INFO enki::coordinator: Worker completed: task-abc123
DEBUG enki_core::refinery: Queuing merge for task-abc123, branch task/abc123
INFO enki_core::refinery: Merge landed for task-abc123
Errors to Watch For
Copy failures (triggers infra_broken flag):
ERROR enki::coordinator: Failed to create worker copy: Os { code: 28, kind: StorageFull, message: "No space left on device" }
WARN enki::coordinator: Setting infra_broken flag, will fail all future spawns
Stale worker cancellation:
WARN enki_core::monitor: Worker task-abc123 has been stale for 120s, cancelling
INFO enki::coordinator: Killing session session-xyz789 due to monitor timeout
Merge conflicts:
WARN enki_core::refinery: Merge conflict for task-abc123, spawning merger agent
INFO enki::coordinator: Spawning merger session for conflict resolution
Database issues:
ERROR enki::db: Failed to open database: SqliteFailure(Error { code: DatabaseCorrupt, extended_code: 11 }, Some("database disk image is malformed"))
Signal Processing
DEBUG enki::coordinator: Checking for signal files in .enki/events/
DEBUG enki::coordinator: Found signal: sig-01JEXAMPLE.json (type: task_created)
INFO enki::coordinator: Processing task_created signal for task-abc123
DEBUG enki::coordinator: Deleted signal file sig-01JEXAMPLE.json
Debugging Workflows
Diagnosing Worker Failures
-
Find the error in main log:
grep "ERROR" ~/.enki/logs/enki.log | grep task-abc123
-
Check worker session log:
cat ~/.enki/logs/sessions/*task-abc123.log
-
Look for spawn issues:
grep "spawn" ~/.enki/logs/enki.log | tail -n 20
Investigating Merge Issues
-
Find merge events:
grep "merge\|Merge" ~/.enki/logs/enki.log | tail -n 50
-
Check merger session (if conflict):
ls ~/.enki/logs/sessions/ | grep merger
cat ~/.enki/logs/sessions/merger-*.log
-
Inspect git state:
git log --oneline --graph --all | grep task/
Tracking Signal Processing
-
Watch for signal files:
-
Monitor coordinator tick:
tail -f ~/.enki/logs/enki.log | grep "CheckSignals\|signal"
-
Verify MCP writes:
# Check if MCP server is writing signals
cat ~/.enki/logs/sessions/planner-*.log | grep "enki_task_create"
Log Retention
Enki does NOT automatically rotate or clean up logs.

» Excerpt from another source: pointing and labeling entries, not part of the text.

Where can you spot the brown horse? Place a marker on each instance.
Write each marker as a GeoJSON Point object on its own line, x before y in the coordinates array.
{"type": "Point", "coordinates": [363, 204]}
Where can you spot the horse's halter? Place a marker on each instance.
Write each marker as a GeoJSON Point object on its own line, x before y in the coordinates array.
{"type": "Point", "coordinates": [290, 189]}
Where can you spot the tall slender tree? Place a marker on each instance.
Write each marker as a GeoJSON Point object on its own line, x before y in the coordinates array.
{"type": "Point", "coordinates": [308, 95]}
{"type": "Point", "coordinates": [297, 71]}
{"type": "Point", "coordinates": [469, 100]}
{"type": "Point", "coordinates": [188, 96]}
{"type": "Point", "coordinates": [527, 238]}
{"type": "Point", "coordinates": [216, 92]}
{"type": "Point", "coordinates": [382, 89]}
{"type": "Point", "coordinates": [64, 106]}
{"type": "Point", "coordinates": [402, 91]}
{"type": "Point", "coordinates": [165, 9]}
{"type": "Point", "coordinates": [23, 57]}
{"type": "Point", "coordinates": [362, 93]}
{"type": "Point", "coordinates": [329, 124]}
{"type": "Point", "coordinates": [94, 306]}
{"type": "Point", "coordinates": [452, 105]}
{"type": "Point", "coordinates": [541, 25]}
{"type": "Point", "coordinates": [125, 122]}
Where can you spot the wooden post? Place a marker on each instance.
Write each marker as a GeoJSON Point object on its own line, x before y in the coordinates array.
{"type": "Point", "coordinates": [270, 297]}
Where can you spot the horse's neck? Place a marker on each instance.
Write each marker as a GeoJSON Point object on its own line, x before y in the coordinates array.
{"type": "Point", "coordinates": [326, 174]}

Over time, enki.log and session logs can grow large.
Manual Cleanup
# Archive old main log
mv ~/.enki/logs/enki.log ~/.enki/logs/enki.log.$(date +%Y%m%d)
# Remove session logs older than 7 days
find ~/.enki/logs/sessions/ -name "*.log" -mtime +7 -delete
# Keep only last 1000 lines of main log
tail -n 1000 ~/.enki/logs/enki.log > ~/.enki/logs/enki.log.tmp
mv ~/.enki/logs/enki.log.tmp ~/.enki/logs/enki.log
Advanced: Log Implementation Details
TUI Mode Logging
From crates/cli/src/main.rs:77-113:
fn init_logging(is_tui: bool) -> Option<tracing_appender::non_blocking::WorkerGuard> {
if is_tui {
let log_dir = commands::global_dir().join("logs");
std::fs::create_dir_all(&log_dir).ok();
let file_appender = tracing_appender::rolling::never(&log_dir, "enki.log");
let (non_blocking, guard) = tracing_appender::non_blocking(file_appender);
tracing_subscriber::fmt()
.with_writer(non_blocking)
.with_ansi(false) // No color codes in file
.with_env_filter(
tracing_subscriber::EnvFilter::try_from_default_env().unwrap_or_else(|_| {
tracing_subscriber::EnvFilter::new("enki=debug,enki_core=debug,enki_acp=debug")
}),
)
.init();
tracing::info!("══════════════════ SESSION START ══════════════════");
Some(guard)
} else {
// MCP mode: log to stderr
tracing_subscriber::fmt()
.with_env_filter(
tracing_subscriber::EnvFilter::from_default_env()
.add_directive("enki=info".parse().unwrap()),
)
.init();
None
}
}
Key points:
rolling::never = append to same file, no rotation
non_blocking = background writer thread (guard must stay alive)
with_ansi(false) = no color codes (clean for grep)
- Session separator written immediately after init
Why No ANSI in TUI Logs
TUI mode disables ANSI color codes in the log file (.with_ansi(false)) because:
- Raw mode terminal would be corrupted by stderr output
- Color codes make
grep and parsing difficult
- File logs are for machine/human reading later, not real-time display
The TUI streams agent outputs separately through its own rendering pipeline.